Novel 1.3-micron high-speed directly modulated semiconductor laser device designs and the development of wafer bonding technology for compliant-substrate fabrication.

摘要

High speed optical sources at 1.3 μm are required to drive the fiber optic infrastructure around the world. Of the three components that make up an optical link, these sources limit the overall data transmission capacity of these networks. The importance of operating at 1.3 μm, has led device engineers to rely on InP-based devices, though inferior in many ways to devices based on GaAs. This work seeks to develop new device designs to improve the directly modulated bandwidths of 1.3 μm lasers.; Elevated temperatures degrade the DC and high speed performance of semiconductor lasers. InP-based devices are especially susceptible to temperature variations. Lasers were flip chip bonded to diamond heat sinks to improve heat removal from these devices. Although dramatic improvements were seen in their DC performance, the lasers' high frequency response did not improve. Other factors such, as carrier heating, likely limited the performance of these devices. Device designs on GaAs emitting at 1.3 μm were sought as a replacement for the troublesome InP devices. Laser structures employing ordered quantum wells on GaAs (111) substrates have been proposed. Theoretical calculations indicate that 1.3 μm emission should be achievable, and 1.55 μm emission may be possible.
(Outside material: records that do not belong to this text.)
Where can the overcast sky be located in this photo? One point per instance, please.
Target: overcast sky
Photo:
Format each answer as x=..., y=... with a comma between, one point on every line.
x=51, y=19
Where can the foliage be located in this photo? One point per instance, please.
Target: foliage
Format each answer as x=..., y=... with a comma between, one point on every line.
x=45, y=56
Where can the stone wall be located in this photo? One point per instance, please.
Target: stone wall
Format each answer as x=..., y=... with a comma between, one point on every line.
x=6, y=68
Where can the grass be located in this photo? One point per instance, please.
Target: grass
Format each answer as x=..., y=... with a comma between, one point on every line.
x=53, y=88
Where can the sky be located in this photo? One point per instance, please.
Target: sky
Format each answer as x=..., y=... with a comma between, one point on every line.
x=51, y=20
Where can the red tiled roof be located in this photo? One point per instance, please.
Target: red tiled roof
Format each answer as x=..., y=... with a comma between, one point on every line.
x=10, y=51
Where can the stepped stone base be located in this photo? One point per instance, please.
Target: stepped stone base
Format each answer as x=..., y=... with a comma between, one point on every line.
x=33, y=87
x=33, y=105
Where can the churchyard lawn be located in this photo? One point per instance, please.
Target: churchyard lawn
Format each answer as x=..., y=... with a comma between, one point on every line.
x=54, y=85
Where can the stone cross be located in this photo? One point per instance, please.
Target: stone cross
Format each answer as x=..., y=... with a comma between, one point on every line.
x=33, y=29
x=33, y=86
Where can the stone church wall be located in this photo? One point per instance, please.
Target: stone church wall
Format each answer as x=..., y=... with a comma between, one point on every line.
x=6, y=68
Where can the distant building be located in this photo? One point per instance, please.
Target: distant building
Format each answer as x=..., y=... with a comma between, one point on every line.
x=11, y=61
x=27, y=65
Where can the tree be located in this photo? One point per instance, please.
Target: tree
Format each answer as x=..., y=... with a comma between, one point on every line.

Experimental evidence from devices based on GaAs (111) indicates that such lasers should outperform their InP-based counterparts.; Lasers grown on InGaAs-like substrates, either bulk ternary or compliant substrates, are promising candidates for improving 1.3 μm device performance. In anticipation of availability of such substrates, a toolkit for designing In_xGa_1–xAs quantum well lasers on In_yGa _1–yAs substrates has been developed. The choice of well and substrate compositions, well width and desired percentage strain combinations emitting at 1.3 μm can be made using a few simple graphs. An analytical valence band model has been employed to qualitatively test competing device designs. Twist bonded compliant substrate production requires the wafer fusion of two substrates. A wafer bonding system has been designed, built and tested to improve wafer bonding techniques for this application. This machine's scalable design is capable of improved reproducibility, uniformity and yield over comparable techniques.